Posted By Conn Carroll On September 23, 2008 @ 6:45 pm In Economics | Comments Disabled

Anyone who tries to explain the Wall Street crisis in a single sound-bite is foolish…or worse. But House Democratic Leaders have found a culprit they can agree on: deregulation.

“This is the fruit of decades of ‘leave the market alone, don’t regulate it. It will take care of itself,” Says House Banking Committee Chairman Barney Frank. His solution? “Clearly we’ve got to get some regulation here.”

“The Bush Administration’s eight long years of failed deregulation policies” is the problem, declares House Speaker Nancy Pelosi.

“A stark failure of the economy and this administration’s laissez faire, take the referee off the field, let anyone do whatever they want to do and everything will be fine,” adds House Democratic Leader Steny Hoyer.

The problem with the Democrats’ “deregulation did it” meme is that it didn’t happen – deregulation that is.

The most significant financial regulatory action in the Bush Administration was Sarbanes-Oxley (Sarbox), a law significantly increasing regulation of the accounting and securities businesses. It spawned twenty – count-em – twenty new rulemakings at the Securities and Exchange Commission, and created a whole new regulatory organ, the Public Company Accounting Oversight Board (PCAOB).

If that is the “deregulation” House Leaders want to reverse, I’m with them. Describing what happened during the Bush Administration as “deregulation” just doesn’t square with the facts.

Bad choices by government have contributed to the current crisis, but calls to “get some regulation here,” neither illuminate those mistakes nor suggest what choices may be better.

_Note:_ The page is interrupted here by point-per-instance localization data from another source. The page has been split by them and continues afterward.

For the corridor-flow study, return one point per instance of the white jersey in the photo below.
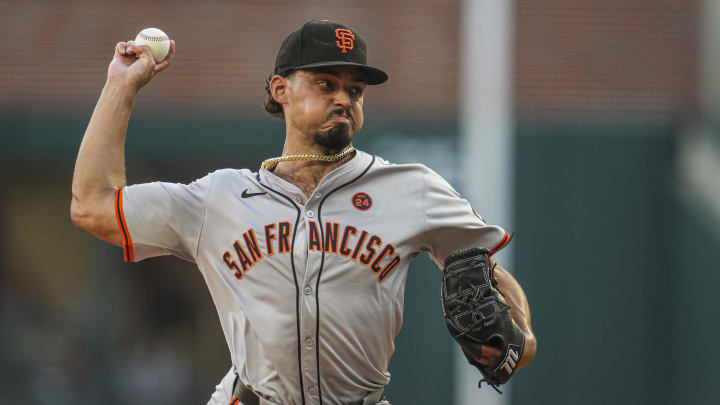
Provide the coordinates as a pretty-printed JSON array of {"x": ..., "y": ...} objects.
[{"x": 309, "y": 291}]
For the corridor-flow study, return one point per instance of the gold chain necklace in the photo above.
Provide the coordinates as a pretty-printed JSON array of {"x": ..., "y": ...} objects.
[{"x": 271, "y": 163}]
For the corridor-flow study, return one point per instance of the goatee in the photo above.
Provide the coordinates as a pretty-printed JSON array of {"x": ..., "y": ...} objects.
[{"x": 336, "y": 139}]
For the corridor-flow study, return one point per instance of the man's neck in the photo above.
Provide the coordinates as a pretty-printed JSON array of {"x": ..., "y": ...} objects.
[{"x": 307, "y": 174}]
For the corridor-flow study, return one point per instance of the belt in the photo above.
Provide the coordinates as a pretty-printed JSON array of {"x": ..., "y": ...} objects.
[{"x": 245, "y": 396}]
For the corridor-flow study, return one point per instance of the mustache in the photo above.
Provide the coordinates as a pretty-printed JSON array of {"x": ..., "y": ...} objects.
[{"x": 341, "y": 111}]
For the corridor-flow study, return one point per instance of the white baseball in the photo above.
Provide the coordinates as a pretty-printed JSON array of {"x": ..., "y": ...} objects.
[{"x": 157, "y": 40}]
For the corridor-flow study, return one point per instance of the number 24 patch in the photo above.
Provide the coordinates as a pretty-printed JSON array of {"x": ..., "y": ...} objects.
[{"x": 362, "y": 201}]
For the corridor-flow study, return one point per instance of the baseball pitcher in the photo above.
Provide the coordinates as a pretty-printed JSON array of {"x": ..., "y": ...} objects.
[{"x": 306, "y": 257}]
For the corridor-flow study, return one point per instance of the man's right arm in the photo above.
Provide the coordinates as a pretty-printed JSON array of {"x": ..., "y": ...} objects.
[{"x": 100, "y": 165}]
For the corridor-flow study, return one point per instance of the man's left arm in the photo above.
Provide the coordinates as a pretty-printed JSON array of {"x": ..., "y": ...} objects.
[{"x": 519, "y": 310}]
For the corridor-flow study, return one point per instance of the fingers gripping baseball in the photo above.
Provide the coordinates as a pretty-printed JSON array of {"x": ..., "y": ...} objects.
[{"x": 134, "y": 64}]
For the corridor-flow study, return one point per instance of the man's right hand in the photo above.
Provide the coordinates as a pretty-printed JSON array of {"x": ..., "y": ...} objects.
[{"x": 134, "y": 66}]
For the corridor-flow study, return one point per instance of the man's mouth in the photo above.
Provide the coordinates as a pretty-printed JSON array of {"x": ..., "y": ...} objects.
[{"x": 340, "y": 116}]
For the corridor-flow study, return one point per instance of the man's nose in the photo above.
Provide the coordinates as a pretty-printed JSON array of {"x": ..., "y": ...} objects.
[{"x": 342, "y": 99}]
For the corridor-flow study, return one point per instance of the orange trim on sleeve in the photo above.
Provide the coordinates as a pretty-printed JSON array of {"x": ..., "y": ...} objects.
[
  {"x": 128, "y": 253},
  {"x": 505, "y": 240}
]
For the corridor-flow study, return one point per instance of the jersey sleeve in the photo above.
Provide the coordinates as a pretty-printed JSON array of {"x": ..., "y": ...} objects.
[
  {"x": 158, "y": 219},
  {"x": 451, "y": 222}
]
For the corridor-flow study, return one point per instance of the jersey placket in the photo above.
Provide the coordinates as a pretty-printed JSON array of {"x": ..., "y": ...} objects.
[{"x": 309, "y": 304}]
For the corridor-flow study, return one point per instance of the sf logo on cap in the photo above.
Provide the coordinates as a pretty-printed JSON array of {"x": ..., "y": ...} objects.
[{"x": 345, "y": 38}]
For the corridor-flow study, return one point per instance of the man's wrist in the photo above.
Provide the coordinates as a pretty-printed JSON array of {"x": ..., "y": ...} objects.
[{"x": 119, "y": 88}]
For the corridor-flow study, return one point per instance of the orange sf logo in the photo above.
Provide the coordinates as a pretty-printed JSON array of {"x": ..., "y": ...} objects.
[{"x": 345, "y": 38}]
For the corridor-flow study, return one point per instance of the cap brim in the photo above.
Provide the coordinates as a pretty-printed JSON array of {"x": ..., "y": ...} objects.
[{"x": 374, "y": 75}]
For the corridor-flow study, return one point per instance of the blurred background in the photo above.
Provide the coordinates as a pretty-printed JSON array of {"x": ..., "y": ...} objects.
[{"x": 588, "y": 128}]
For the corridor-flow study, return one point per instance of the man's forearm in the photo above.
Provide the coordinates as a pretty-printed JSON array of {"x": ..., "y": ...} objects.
[
  {"x": 100, "y": 165},
  {"x": 519, "y": 310}
]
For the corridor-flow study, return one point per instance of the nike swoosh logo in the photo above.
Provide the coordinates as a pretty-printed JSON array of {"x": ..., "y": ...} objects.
[{"x": 245, "y": 194}]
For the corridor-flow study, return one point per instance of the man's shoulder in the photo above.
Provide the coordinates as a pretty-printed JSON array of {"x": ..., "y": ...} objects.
[
  {"x": 384, "y": 165},
  {"x": 231, "y": 174}
]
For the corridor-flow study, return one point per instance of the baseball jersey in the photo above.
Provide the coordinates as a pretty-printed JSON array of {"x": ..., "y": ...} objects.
[{"x": 309, "y": 290}]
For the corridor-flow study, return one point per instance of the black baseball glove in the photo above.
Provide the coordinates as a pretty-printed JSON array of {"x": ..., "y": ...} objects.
[{"x": 476, "y": 314}]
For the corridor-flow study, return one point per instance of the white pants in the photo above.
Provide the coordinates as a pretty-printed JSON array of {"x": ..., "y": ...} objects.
[{"x": 223, "y": 391}]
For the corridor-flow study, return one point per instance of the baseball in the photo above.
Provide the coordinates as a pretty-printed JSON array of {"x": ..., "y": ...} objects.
[{"x": 157, "y": 40}]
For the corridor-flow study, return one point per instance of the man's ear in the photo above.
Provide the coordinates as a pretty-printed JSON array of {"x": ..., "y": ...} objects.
[{"x": 279, "y": 88}]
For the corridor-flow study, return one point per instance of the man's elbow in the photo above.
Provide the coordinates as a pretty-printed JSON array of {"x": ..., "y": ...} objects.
[
  {"x": 80, "y": 215},
  {"x": 94, "y": 220},
  {"x": 529, "y": 351}
]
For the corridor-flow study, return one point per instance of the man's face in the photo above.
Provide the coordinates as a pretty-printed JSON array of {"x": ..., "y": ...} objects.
[{"x": 327, "y": 104}]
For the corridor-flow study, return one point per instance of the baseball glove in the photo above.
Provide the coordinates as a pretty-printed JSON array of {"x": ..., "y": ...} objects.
[{"x": 476, "y": 314}]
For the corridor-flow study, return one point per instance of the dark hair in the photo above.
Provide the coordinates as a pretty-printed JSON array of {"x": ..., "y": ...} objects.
[{"x": 271, "y": 106}]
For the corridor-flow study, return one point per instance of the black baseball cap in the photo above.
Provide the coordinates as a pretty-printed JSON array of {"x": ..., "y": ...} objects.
[{"x": 321, "y": 43}]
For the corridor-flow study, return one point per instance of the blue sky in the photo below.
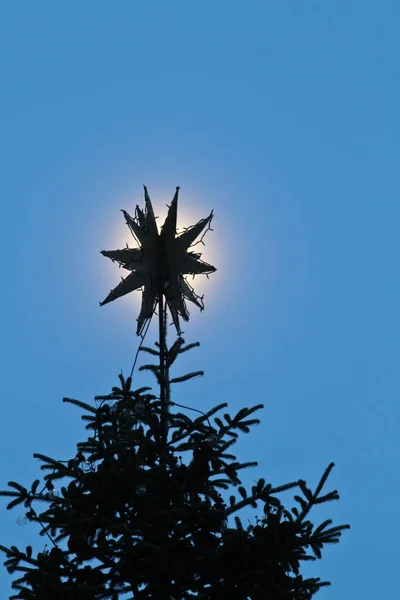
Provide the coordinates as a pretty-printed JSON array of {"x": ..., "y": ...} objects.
[{"x": 282, "y": 117}]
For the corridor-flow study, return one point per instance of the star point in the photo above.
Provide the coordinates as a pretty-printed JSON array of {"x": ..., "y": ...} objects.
[{"x": 161, "y": 261}]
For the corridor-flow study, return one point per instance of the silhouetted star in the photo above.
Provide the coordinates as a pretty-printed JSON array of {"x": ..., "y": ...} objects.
[{"x": 160, "y": 263}]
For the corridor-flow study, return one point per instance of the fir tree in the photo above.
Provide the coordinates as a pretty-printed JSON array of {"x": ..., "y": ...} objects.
[{"x": 127, "y": 517}]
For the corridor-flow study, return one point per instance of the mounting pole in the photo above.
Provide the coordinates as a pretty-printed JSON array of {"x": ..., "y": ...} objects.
[
  {"x": 162, "y": 310},
  {"x": 162, "y": 326}
]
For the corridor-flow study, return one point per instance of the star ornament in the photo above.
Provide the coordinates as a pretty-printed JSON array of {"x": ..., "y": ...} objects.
[{"x": 159, "y": 265}]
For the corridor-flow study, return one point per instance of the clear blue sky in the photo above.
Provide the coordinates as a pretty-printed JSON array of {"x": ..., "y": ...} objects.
[{"x": 281, "y": 116}]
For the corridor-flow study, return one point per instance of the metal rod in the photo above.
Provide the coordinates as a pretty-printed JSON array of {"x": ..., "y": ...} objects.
[{"x": 163, "y": 395}]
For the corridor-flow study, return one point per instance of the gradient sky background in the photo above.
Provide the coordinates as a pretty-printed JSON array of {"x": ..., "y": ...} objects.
[{"x": 281, "y": 116}]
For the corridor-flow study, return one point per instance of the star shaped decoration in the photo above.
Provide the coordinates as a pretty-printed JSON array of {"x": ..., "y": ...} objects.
[{"x": 161, "y": 261}]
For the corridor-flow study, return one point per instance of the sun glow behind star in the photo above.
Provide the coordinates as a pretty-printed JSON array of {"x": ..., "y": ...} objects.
[{"x": 191, "y": 209}]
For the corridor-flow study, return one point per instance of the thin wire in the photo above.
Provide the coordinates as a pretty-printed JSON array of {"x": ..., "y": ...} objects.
[{"x": 190, "y": 408}]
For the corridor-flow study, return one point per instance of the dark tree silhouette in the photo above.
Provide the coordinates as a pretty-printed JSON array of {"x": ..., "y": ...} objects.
[{"x": 132, "y": 520}]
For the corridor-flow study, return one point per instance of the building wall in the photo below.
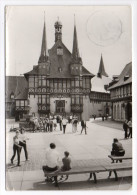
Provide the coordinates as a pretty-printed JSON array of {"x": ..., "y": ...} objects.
[
  {"x": 33, "y": 101},
  {"x": 120, "y": 110},
  {"x": 67, "y": 104},
  {"x": 99, "y": 108}
]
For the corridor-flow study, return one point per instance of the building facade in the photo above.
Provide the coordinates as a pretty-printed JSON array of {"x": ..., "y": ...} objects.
[
  {"x": 59, "y": 84},
  {"x": 121, "y": 94},
  {"x": 15, "y": 86}
]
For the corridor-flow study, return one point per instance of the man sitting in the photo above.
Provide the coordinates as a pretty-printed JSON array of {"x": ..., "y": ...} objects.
[
  {"x": 52, "y": 161},
  {"x": 117, "y": 148}
]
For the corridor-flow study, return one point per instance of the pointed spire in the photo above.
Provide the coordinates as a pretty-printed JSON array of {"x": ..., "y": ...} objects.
[
  {"x": 75, "y": 50},
  {"x": 101, "y": 70},
  {"x": 44, "y": 50}
]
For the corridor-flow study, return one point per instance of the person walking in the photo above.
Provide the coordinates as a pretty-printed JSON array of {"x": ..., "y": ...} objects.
[
  {"x": 125, "y": 128},
  {"x": 16, "y": 148},
  {"x": 47, "y": 124},
  {"x": 83, "y": 125},
  {"x": 64, "y": 123},
  {"x": 74, "y": 124},
  {"x": 117, "y": 148},
  {"x": 22, "y": 142},
  {"x": 130, "y": 128},
  {"x": 51, "y": 125},
  {"x": 55, "y": 123},
  {"x": 66, "y": 164},
  {"x": 52, "y": 161},
  {"x": 60, "y": 122}
]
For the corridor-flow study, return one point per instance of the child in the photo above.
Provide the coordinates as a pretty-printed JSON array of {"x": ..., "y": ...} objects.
[{"x": 66, "y": 163}]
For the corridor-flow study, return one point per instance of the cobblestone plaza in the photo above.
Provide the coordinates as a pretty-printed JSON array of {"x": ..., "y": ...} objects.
[{"x": 96, "y": 145}]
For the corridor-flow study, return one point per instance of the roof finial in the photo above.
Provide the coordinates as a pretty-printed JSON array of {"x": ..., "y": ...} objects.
[
  {"x": 74, "y": 20},
  {"x": 44, "y": 16}
]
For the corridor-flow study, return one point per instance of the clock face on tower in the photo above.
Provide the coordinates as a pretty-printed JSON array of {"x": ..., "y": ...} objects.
[{"x": 59, "y": 51}]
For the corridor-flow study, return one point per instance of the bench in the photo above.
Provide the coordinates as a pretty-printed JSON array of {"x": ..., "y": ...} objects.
[
  {"x": 92, "y": 170},
  {"x": 119, "y": 158}
]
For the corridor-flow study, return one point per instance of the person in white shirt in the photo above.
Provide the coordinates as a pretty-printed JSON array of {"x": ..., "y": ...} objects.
[
  {"x": 16, "y": 148},
  {"x": 52, "y": 161},
  {"x": 130, "y": 128},
  {"x": 64, "y": 123},
  {"x": 54, "y": 123},
  {"x": 22, "y": 142}
]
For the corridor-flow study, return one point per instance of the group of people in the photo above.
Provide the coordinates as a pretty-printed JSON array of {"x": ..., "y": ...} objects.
[
  {"x": 19, "y": 142},
  {"x": 51, "y": 123},
  {"x": 52, "y": 162},
  {"x": 127, "y": 127}
]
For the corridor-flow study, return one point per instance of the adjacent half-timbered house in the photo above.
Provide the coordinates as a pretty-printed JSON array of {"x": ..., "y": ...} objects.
[{"x": 59, "y": 84}]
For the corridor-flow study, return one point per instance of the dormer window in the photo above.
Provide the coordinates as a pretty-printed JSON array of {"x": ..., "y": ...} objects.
[
  {"x": 59, "y": 51},
  {"x": 126, "y": 77},
  {"x": 12, "y": 95},
  {"x": 60, "y": 69}
]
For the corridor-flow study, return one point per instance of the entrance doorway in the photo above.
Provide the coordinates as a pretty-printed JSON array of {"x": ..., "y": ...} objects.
[
  {"x": 128, "y": 111},
  {"x": 60, "y": 106}
]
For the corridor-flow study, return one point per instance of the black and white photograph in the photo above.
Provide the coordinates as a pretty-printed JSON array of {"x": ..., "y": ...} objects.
[{"x": 68, "y": 98}]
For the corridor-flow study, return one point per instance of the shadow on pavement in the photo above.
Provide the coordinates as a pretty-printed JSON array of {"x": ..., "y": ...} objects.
[{"x": 102, "y": 184}]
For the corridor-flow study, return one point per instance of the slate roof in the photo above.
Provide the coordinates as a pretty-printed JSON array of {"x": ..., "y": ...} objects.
[
  {"x": 15, "y": 85},
  {"x": 127, "y": 71},
  {"x": 98, "y": 84},
  {"x": 58, "y": 61}
]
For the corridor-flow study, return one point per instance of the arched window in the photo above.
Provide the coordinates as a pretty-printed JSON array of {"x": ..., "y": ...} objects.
[
  {"x": 115, "y": 112},
  {"x": 12, "y": 95},
  {"x": 118, "y": 112}
]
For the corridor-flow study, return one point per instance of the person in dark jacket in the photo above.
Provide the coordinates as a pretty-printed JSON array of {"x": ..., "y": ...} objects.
[
  {"x": 66, "y": 164},
  {"x": 16, "y": 148},
  {"x": 117, "y": 148},
  {"x": 83, "y": 125},
  {"x": 125, "y": 128}
]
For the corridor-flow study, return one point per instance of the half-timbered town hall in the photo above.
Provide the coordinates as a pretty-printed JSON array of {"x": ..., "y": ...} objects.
[{"x": 59, "y": 84}]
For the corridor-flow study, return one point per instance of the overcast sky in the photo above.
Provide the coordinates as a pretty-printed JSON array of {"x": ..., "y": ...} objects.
[{"x": 100, "y": 29}]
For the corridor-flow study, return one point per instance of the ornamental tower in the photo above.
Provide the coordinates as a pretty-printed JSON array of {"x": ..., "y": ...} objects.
[
  {"x": 58, "y": 31},
  {"x": 76, "y": 62},
  {"x": 43, "y": 62},
  {"x": 101, "y": 70}
]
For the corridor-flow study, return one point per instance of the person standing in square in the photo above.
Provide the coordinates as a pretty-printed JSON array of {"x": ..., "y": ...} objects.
[{"x": 83, "y": 125}]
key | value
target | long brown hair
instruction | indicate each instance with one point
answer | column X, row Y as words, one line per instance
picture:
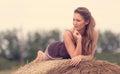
column 88, row 36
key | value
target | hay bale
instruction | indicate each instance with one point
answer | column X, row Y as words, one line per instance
column 63, row 67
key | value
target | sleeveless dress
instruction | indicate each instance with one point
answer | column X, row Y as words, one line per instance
column 57, row 50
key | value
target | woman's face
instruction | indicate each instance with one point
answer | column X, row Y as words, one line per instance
column 78, row 21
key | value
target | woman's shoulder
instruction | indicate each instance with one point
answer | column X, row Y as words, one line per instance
column 95, row 33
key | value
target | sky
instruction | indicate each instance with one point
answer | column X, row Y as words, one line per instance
column 37, row 15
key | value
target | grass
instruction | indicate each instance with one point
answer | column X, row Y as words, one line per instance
column 109, row 56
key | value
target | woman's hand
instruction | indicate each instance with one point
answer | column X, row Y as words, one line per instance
column 76, row 60
column 77, row 35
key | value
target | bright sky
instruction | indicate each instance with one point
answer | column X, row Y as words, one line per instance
column 34, row 15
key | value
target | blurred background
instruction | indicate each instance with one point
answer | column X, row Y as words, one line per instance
column 27, row 26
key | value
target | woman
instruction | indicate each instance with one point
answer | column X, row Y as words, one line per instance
column 79, row 42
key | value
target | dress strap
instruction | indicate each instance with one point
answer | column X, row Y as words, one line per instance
column 72, row 36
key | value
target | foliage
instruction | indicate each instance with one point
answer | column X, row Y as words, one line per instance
column 109, row 56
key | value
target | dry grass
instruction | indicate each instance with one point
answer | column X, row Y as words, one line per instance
column 63, row 67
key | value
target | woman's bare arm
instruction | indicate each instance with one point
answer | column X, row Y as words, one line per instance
column 72, row 50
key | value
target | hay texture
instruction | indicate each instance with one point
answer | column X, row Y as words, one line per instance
column 63, row 67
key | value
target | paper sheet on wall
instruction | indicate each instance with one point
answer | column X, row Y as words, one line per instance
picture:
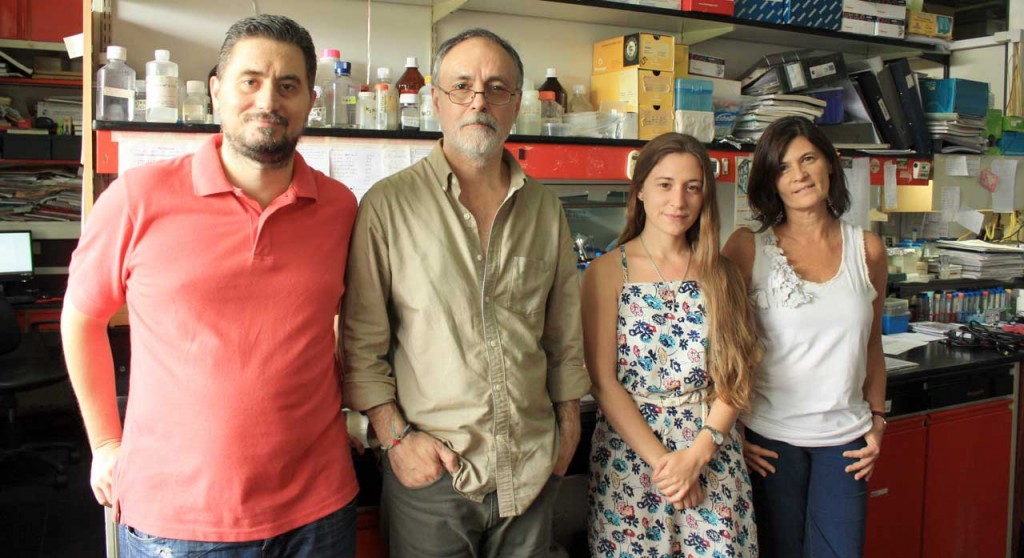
column 950, row 203
column 1003, row 198
column 858, row 180
column 971, row 219
column 889, row 187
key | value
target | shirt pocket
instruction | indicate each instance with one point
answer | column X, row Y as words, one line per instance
column 531, row 279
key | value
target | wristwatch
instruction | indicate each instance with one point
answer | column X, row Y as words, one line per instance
column 716, row 436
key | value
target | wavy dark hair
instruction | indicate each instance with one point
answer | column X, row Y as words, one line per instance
column 733, row 332
column 763, row 186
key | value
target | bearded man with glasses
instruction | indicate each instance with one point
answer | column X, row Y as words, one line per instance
column 461, row 327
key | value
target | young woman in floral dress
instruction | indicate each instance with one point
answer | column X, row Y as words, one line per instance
column 671, row 344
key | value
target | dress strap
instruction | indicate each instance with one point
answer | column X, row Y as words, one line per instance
column 626, row 272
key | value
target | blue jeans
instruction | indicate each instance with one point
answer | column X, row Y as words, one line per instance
column 331, row 537
column 810, row 507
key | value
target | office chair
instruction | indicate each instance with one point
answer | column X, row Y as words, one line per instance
column 28, row 362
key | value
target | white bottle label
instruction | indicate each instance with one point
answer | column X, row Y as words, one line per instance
column 118, row 92
column 162, row 92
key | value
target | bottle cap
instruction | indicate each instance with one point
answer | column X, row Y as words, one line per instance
column 115, row 52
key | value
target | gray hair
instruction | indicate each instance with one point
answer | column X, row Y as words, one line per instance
column 477, row 33
column 278, row 28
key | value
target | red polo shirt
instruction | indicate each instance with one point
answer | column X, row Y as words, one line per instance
column 233, row 430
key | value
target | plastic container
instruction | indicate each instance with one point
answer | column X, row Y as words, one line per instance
column 116, row 87
column 342, row 96
column 428, row 122
column 528, row 121
column 194, row 108
column 161, row 88
column 551, row 84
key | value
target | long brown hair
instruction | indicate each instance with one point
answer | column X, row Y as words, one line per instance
column 733, row 332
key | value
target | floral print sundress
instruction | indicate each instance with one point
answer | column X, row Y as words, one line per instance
column 663, row 339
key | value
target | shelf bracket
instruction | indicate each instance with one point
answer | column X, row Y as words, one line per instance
column 698, row 32
column 442, row 8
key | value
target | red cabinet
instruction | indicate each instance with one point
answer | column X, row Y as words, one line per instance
column 896, row 492
column 967, row 483
column 42, row 20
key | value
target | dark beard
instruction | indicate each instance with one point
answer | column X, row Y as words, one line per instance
column 266, row 151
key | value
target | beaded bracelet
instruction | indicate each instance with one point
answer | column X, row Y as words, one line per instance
column 396, row 438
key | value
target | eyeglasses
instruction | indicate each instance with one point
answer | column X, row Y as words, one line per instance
column 496, row 95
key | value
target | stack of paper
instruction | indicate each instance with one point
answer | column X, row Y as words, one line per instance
column 956, row 133
column 767, row 109
column 985, row 260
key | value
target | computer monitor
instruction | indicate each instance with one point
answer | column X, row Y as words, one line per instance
column 15, row 255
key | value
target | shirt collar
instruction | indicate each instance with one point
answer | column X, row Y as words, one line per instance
column 209, row 176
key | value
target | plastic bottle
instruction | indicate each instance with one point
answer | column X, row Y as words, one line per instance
column 139, row 100
column 342, row 95
column 551, row 84
column 116, row 87
column 528, row 121
column 409, row 112
column 580, row 101
column 326, row 67
column 387, row 101
column 161, row 88
column 411, row 81
column 366, row 111
column 428, row 122
column 195, row 105
column 317, row 115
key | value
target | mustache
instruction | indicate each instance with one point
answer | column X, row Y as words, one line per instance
column 479, row 118
column 272, row 117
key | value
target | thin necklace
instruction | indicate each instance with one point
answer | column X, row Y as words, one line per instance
column 669, row 295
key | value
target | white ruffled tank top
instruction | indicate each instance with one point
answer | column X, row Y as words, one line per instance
column 809, row 390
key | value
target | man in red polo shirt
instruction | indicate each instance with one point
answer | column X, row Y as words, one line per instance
column 231, row 263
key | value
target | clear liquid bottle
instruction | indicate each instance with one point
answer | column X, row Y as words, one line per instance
column 580, row 101
column 528, row 121
column 428, row 122
column 343, row 96
column 366, row 111
column 551, row 84
column 161, row 88
column 194, row 108
column 411, row 81
column 325, row 68
column 116, row 87
column 317, row 114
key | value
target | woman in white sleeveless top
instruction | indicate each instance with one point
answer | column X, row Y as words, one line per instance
column 671, row 343
column 814, row 429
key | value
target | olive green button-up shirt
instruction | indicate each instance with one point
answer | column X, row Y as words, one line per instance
column 474, row 348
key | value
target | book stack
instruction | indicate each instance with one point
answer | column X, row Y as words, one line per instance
column 984, row 260
column 767, row 109
column 953, row 132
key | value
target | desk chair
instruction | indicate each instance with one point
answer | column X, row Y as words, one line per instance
column 27, row 362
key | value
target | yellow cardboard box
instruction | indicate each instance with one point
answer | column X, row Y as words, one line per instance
column 635, row 88
column 929, row 25
column 682, row 66
column 640, row 50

PCAOB’s job is to prevent unexpected bankruptcies due to over-valued assets. Its chosen method was a welter a new accounting rules. Not only did the rules not work, some commentators have pointed to the PCAOB accounting rules as triggering the current crisis.

One result of Sarbox was for capital to flee to private equity funds, or to London, beyond reach of the new rules. This capital flight weakened American investment banks by shrinking their markets. And by the way, the three companies that have required rescue were all regulated by PCAOB. Less-regulated private equity funds seem to be doing just fine.

It is true that the 1999 repeal of the 1930s-era Glass-Steagal Act, requiring separation of commercial and investment banking, represented significant deregulation. But that repeal was signed by President Clinton, and implemented enthusiastically by his regulators. A good thing too, since that deregulation allowed Wall Street’s two remaining investment banks to avoid bailouts this week by transforming themselves into commercial banks.

So it seems some Bush-era regulation may have triggered the current crisis, and some Clinton-era deregulation provided an escape valve. Does this prove that more regulation is bad, and less is good? The wiser conclusion is that there seem to be good and bad ways to regulate.

Anyone who has paid attention over the last ten days has to conclude that financial regulation is a complex business. Treasury, the Fed, SEC, FDIC, and state insurance regulators all play a role. There are even international standards in play. Its an area not well suited to sound-bites.

It would be nice, once the immediate crisis is addressed, if Congress took a considered look at this regulatory contraption. Undoubtedly there are some parts that aren’t working well.